The U.S. Department of Energy's Office of Fossil Energy said the Utah project is among 16 carbon storage projects across the nation selected to receive more than $44 million for cost-shared research and development.

The initiative is designed to reduce pollutants from the burning of fossil fuels, including the development of commercial-scale geologic storage sites for carbon dioxide emissions. A commercial-scale site would be able to store in excess of 50 million tons of pollutants from industrial sources, which are estimated to comprise 21 percent of U.S. emissions.

University of Utah researchers were selected to take part in the first phase of the initiative, which involves a coordinated effort to conduct a "pre-feasibility" study encompassing regulatory and technical requirements of such a site.

Carbon capture and storage is one way to reduce atmospheric carbon dioxide by capturing the emissions and storing them underground.

The U. project is led by Brian McPherson, a professor in the university's Department of Civil and Environmental Engineering. The group will do an analysis of subbasin suitability near the 895-megawatt Huntington Power Plant and the 1,320 megawatt Hunter Power Plant.
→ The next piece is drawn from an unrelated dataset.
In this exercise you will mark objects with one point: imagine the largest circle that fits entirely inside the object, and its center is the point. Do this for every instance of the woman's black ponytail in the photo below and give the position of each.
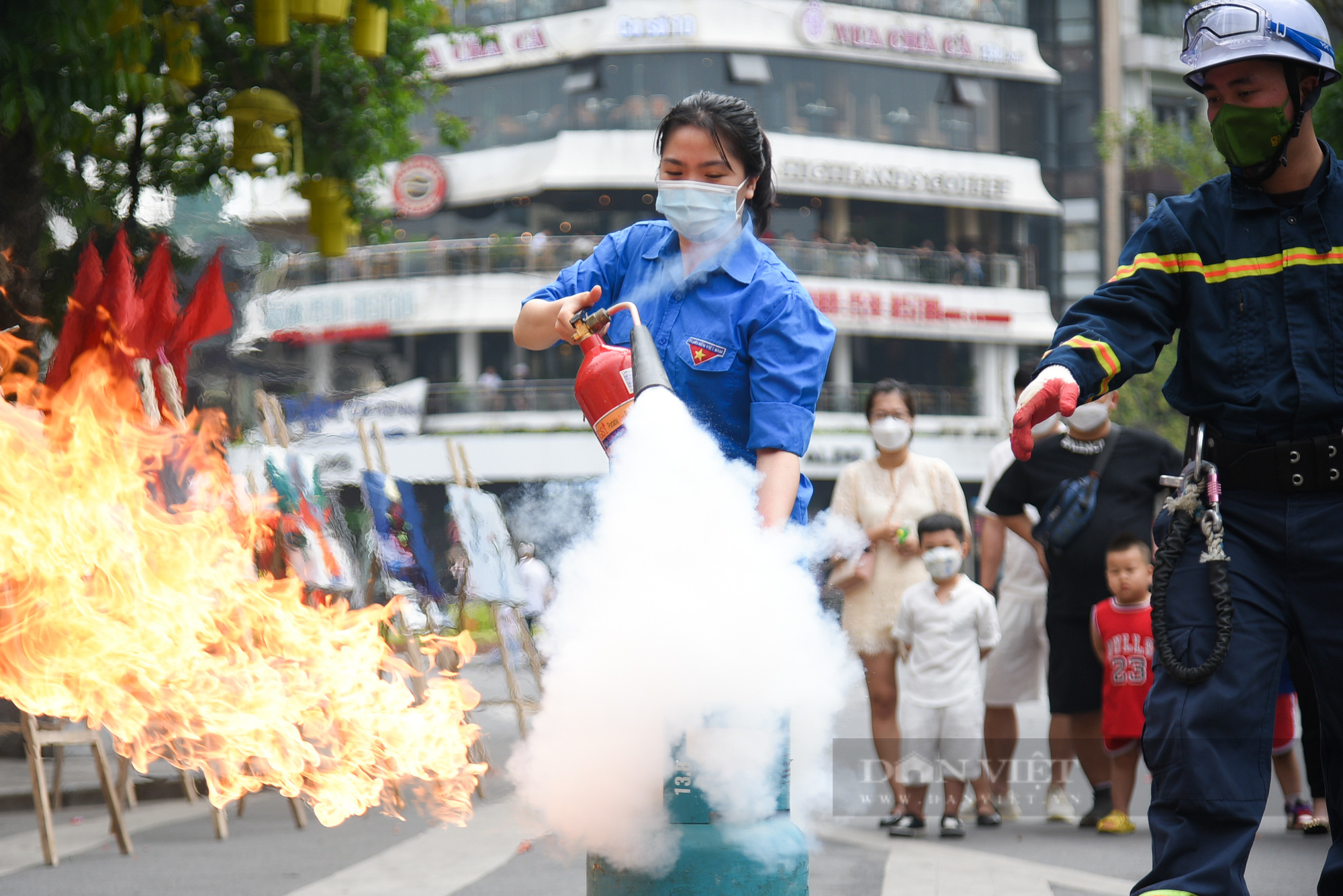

The Huntington power plant in Huntington on Wednesday, March 25, 2015. (Photo: Ravell Call, Deseret News)
The Huntington power plant in Huntington on Wednesday, March 25, 2015. (Photo: Ravell Call, Deseret News)

McPherson said the research, which will include site visits but no turn of the shovel, will draw together experts from a variety of arenas, including the Utah Geological Survey, Utah Department of Environmental Quality, Rocky Mountain Power and a pair of national laboratories.

Over the next 18 months, researchers will analyze data that includes geological data, seismology of the region and groundwater.

"Both (power plants) are on the edge of the San Rafael Swell, and that is a pretty sensitive area," McPherson said. "It is a recreational area (and) there is a lot of pristine wilderness, so we need to be mindful of that."

Similar first-phase projects to determine site suitability are being carried out in Wyoming, Texas, Ohio, North Dakota, New York and Louisiana, with an eye for having a project permitted and constructed in 2025.

Globally, both Chevron and Shell are developing carbon capture and storage projects.

The world's biggest is a multiplayer effort unfolding in Alberta, Canada, called Quest. It proposes to capture up to one-third of the emissions from a plant that transforms oil sands bitumen into synthetic crude.

Carbon capture technologies are able to collect up to 90 percent of industrial sources of carbon dioxide. The pollutant is then compressed and transported to a suitable storage site, and injected deep into the ground.

McPherson said Norway, due to a stringent carbon tax, has been capturing and storing carbon dioxide emissions since 1996.